Bizler küçükken bir şeyleri daha kolay yapardık, belki hatırlarsınız. Ben hiç duymadım küçükken bir işin zor gelip bize engel olduğunu söyleyen birisini, tanımıyorum yani.
Çünkü insan küçükken nefsi de küçüktür. Doğar doğmaz elimize yedi başlı ejder vermiyorlar neticede, bu nefsi bu kadar büyüten de biziz.
Ağaç yaşken eğilir derler, atasözüdür. Hakikaten ne kadar doğru.
Küçükken yapmak, büyükken yapmaktan binlerce kat daha kolay. Tabi bu büyüyünce yapılmaz demek değildir, yanlış anlaşılmasın.
İnsan küçükken nefsi de küçük olur, azmaz, taşmaz, şımarmaz. Bizler büyüdükçe aklımızla eş oranlı nefisimiz de büyür. Bazen nefis daha hızlı büyür, olur bize 7 başlı ejderha. Bir başını kessen hydra gibi yerine iki tane çıkar.
Küçüklükte ezberlenen şeyler taşa oyulan, büyükken ezberlenen şeyler ise suya çizilen gibidir derler. Küçükken yapılan her şey daha sağlam olur.

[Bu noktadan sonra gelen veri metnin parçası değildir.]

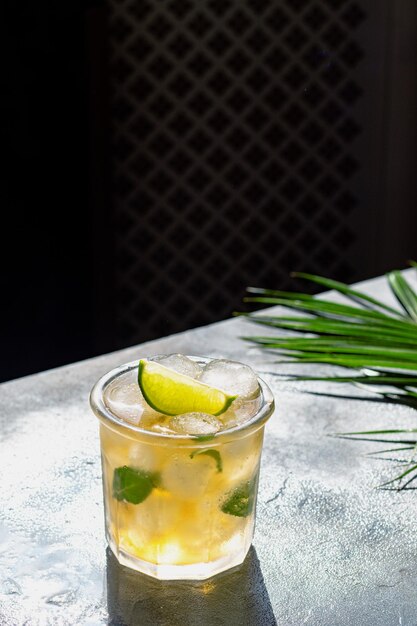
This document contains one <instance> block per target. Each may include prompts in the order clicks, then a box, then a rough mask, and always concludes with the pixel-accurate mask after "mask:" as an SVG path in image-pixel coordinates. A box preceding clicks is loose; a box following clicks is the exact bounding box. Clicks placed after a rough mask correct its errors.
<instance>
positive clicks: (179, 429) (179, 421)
mask: <svg viewBox="0 0 417 626" xmlns="http://www.w3.org/2000/svg"><path fill="white" fill-rule="evenodd" d="M168 426H169V428H171V429H172V430H173V431H175V432H176V433H179V434H181V435H211V434H214V433H217V432H218V431H219V430H220V429H221V427H222V423H221V421H220V420H218V419H217V417H214V415H209V414H208V413H183V414H182V415H176V416H175V417H173V418H172V419H171V420H170V421H169V423H168Z"/></svg>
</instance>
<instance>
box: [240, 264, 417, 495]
mask: <svg viewBox="0 0 417 626" xmlns="http://www.w3.org/2000/svg"><path fill="white" fill-rule="evenodd" d="M410 265H411V266H412V267H414V268H416V269H417V262H416V261H410ZM292 276H293V277H294V278H301V279H305V280H308V281H311V282H313V283H315V284H318V285H320V286H322V287H324V288H326V289H330V290H334V291H336V292H337V293H338V294H341V295H342V296H343V297H344V298H346V299H347V300H348V301H349V303H348V304H346V303H341V302H339V301H338V302H335V301H332V300H328V299H327V298H326V297H322V296H319V297H317V296H311V295H308V294H302V293H298V292H287V291H282V290H271V289H261V288H254V287H252V288H250V289H249V290H248V294H249V295H248V297H246V298H245V301H246V302H252V303H259V304H265V305H267V304H270V305H279V306H280V307H282V308H284V309H290V313H288V311H287V312H286V313H285V312H284V313H283V314H277V315H273V314H272V313H269V312H268V314H267V315H265V314H262V315H259V314H258V313H257V314H255V315H253V314H249V315H248V320H249V321H250V322H251V323H256V324H259V325H263V326H267V327H269V329H272V331H275V332H272V333H271V335H268V336H260V335H256V336H255V335H253V336H250V337H244V339H245V340H247V341H249V342H252V343H254V344H255V345H257V346H258V347H259V348H261V349H262V350H265V351H267V352H268V353H270V352H272V353H275V354H277V355H279V357H280V360H279V361H278V362H279V363H301V364H304V365H307V364H323V365H330V366H338V367H344V368H348V369H349V370H350V372H352V374H351V375H349V374H350V372H347V375H345V376H340V375H339V376H305V375H302V376H301V375H298V376H297V375H296V376H293V377H291V378H290V380H293V381H303V380H311V381H313V380H317V381H328V382H339V383H353V384H356V385H359V386H363V385H366V386H367V389H369V388H371V389H372V391H375V392H376V393H377V394H379V395H380V398H381V400H383V401H387V400H388V401H389V402H395V403H398V404H407V406H409V407H411V408H413V409H416V408H417V293H416V291H415V290H414V289H413V288H412V287H411V285H410V284H409V282H408V281H407V280H406V279H405V278H404V276H403V275H402V273H401V272H400V271H397V270H394V271H392V272H389V273H388V274H387V276H386V279H387V284H388V287H389V289H390V291H391V293H392V295H393V296H394V298H395V300H396V302H397V303H398V305H399V307H398V308H394V307H393V306H390V305H388V304H386V303H385V302H383V301H381V300H379V299H377V298H374V297H373V296H371V295H369V294H367V293H363V292H362V291H359V290H358V289H355V288H352V287H350V286H349V285H347V284H345V283H341V282H339V281H335V280H331V279H328V278H324V277H322V276H317V275H314V274H308V273H305V272H293V273H292ZM342 302H343V301H342ZM284 333H285V334H284ZM387 387H389V391H387ZM415 432H417V429H392V428H391V429H390V428H388V429H384V430H377V431H375V430H374V431H372V430H367V431H365V430H364V431H361V432H351V433H337V434H336V435H330V436H337V437H350V438H358V437H362V438H364V437H367V438H368V439H367V440H368V441H369V437H372V441H375V442H383V441H384V442H387V441H388V442H390V443H392V445H396V446H398V445H403V446H405V447H404V448H400V449H404V450H410V451H411V450H415V446H414V444H415V442H414V441H407V440H399V439H398V438H397V437H395V439H397V440H396V441H391V438H387V437H385V438H384V439H382V438H381V439H376V438H375V437H376V436H378V435H379V436H381V435H392V434H395V435H398V434H399V433H415ZM410 444H411V445H410ZM397 450H399V449H397ZM397 450H396V451H397ZM386 451H390V449H388V450H385V451H382V452H386ZM409 465H410V466H409V467H407V469H406V470H405V471H403V472H402V473H401V474H399V475H398V476H395V477H394V478H393V479H391V480H389V481H386V482H385V483H383V484H382V485H379V487H386V486H390V485H393V484H394V483H396V485H397V486H398V489H404V488H405V486H406V485H407V484H409V483H410V482H411V481H413V480H415V478H417V463H416V462H415V461H414V458H413V457H412V458H411V460H410V463H409Z"/></svg>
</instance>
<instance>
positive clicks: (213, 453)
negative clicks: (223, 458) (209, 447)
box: [190, 448, 223, 472]
mask: <svg viewBox="0 0 417 626" xmlns="http://www.w3.org/2000/svg"><path fill="white" fill-rule="evenodd" d="M200 454H206V455H207V456H211V458H212V459H214V460H215V461H216V467H217V471H218V472H222V471H223V463H222V457H221V456H220V452H219V451H218V450H211V448H206V449H205V450H194V452H192V453H191V454H190V457H191V458H192V459H193V458H194V457H195V456H199V455H200Z"/></svg>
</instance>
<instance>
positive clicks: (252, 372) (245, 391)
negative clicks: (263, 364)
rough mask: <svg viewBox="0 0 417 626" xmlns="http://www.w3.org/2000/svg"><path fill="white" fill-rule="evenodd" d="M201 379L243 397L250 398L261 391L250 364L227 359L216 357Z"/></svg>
mask: <svg viewBox="0 0 417 626" xmlns="http://www.w3.org/2000/svg"><path fill="white" fill-rule="evenodd" d="M200 381H201V382H203V383H206V384H207V385H211V386H212V387H218V388H219V389H223V391H226V393H228V394H230V395H232V396H235V395H237V396H240V397H241V398H249V397H250V396H254V395H256V394H257V393H258V391H259V385H258V379H257V377H256V374H255V372H254V371H253V370H252V369H251V368H250V367H249V366H248V365H243V363H238V362H237V361H228V360H226V359H216V360H214V361H211V362H210V363H208V364H207V365H206V366H205V368H204V370H203V373H202V374H201V376H200Z"/></svg>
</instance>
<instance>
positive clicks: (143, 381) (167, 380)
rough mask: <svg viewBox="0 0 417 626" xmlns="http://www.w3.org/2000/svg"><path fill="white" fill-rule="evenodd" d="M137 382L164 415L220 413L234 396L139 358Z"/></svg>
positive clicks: (142, 392) (157, 409)
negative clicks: (139, 358)
mask: <svg viewBox="0 0 417 626" xmlns="http://www.w3.org/2000/svg"><path fill="white" fill-rule="evenodd" d="M138 383H139V387H140V390H141V392H142V394H143V397H144V398H145V400H146V402H147V403H148V404H149V406H151V407H152V408H153V409H155V411H159V413H164V414H165V415H181V414H182V413H194V412H197V413H209V414H211V415H220V414H221V413H224V411H226V409H228V408H229V406H230V405H231V404H232V402H233V400H235V398H236V396H230V395H228V394H227V393H225V392H224V391H222V390H221V389H217V388H216V387H210V386H209V385H206V384H205V383H200V382H199V381H198V380H196V379H195V378H191V377H190V376H185V374H179V373H178V372H175V371H174V370H171V369H169V368H168V367H165V366H164V365H161V364H160V363H157V362H155V361H147V360H146V359H142V360H141V361H139V375H138Z"/></svg>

Bu zorlanma sorununun kaynağı nefistir. İnsan evvela nefsini köreltip efendisi olmalı, nefsinin kölesi değil. Çünkü nefis istediği olmayınca ısıran bir köpekten farksız bir şey, ehlileştirmedikçe zararı da ziyanı da çok olur.

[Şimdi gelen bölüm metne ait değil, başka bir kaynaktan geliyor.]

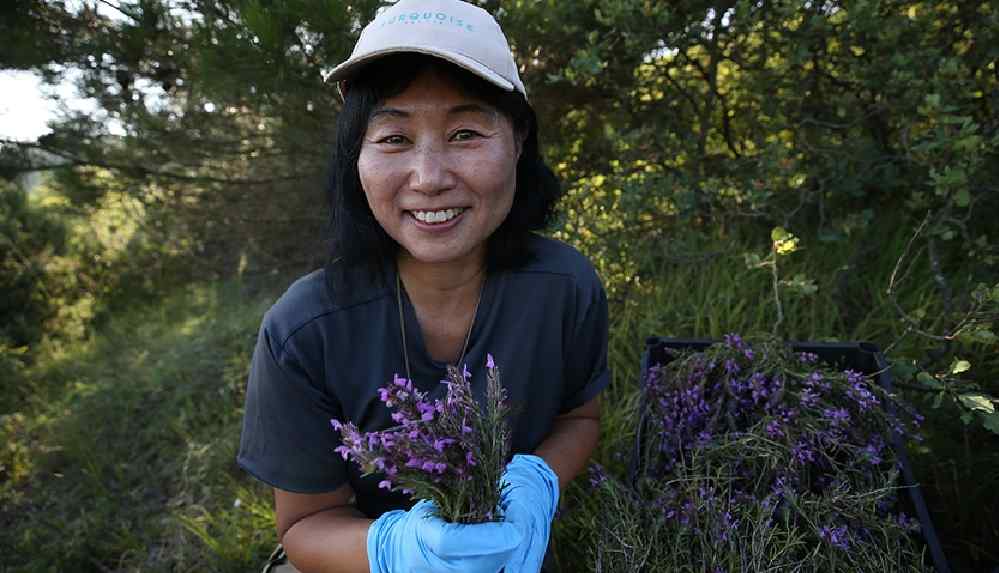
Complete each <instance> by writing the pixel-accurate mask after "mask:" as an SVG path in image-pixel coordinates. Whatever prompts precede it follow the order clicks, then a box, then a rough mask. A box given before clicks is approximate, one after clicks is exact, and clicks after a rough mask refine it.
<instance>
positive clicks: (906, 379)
mask: <svg viewBox="0 0 999 573" xmlns="http://www.w3.org/2000/svg"><path fill="white" fill-rule="evenodd" d="M916 370H917V369H916V365H915V364H913V363H912V362H893V363H892V365H891V373H892V376H894V377H895V378H897V379H899V380H908V379H910V378H912V377H913V375H915V374H916Z"/></svg>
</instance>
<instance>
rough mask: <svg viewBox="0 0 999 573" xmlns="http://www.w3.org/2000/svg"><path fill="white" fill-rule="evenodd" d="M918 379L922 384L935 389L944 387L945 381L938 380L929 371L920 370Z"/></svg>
mask: <svg viewBox="0 0 999 573" xmlns="http://www.w3.org/2000/svg"><path fill="white" fill-rule="evenodd" d="M916 381H917V382H919V383H920V384H922V385H923V386H926V387H927V388H933V389H937V388H943V383H941V382H940V381H939V380H937V379H936V377H935V376H933V375H932V374H930V373H929V372H920V373H919V374H918V375H916Z"/></svg>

İnsan kendini geçse, nefsini geçse bu defa çevre faktörü işin içine giriyor. Levm edicinin levminden (ayıplayıcının ayıplamasından) sakınmamak da islamın şartlarındandır.

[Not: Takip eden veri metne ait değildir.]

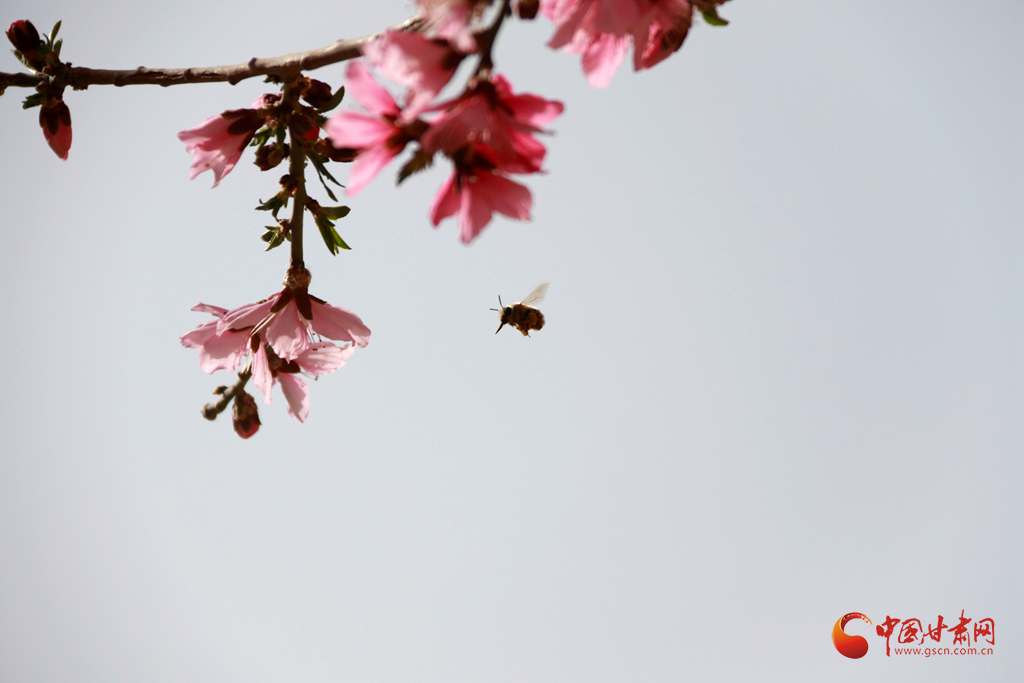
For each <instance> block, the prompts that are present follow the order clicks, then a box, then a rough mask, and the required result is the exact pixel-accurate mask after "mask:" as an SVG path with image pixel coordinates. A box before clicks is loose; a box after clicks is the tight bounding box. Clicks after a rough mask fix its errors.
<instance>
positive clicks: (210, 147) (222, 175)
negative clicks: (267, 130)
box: [178, 95, 274, 187]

Böyle bizi islamın Emirlerini yapmaktan alıkoyan işler olduğu zaman külahımızı önümüze alıp yarın sorgu esnasında Allah, “Hadi getir o engeli, seni benden kurtarsın” dediğinde ne diyeceğimizi düşünmemiz lazım. Bu hayatta olmaz diye bir şey yok.
Ecdadın dediği gibi. “Zoru yaparız ama imkansız biraz zaman alır.”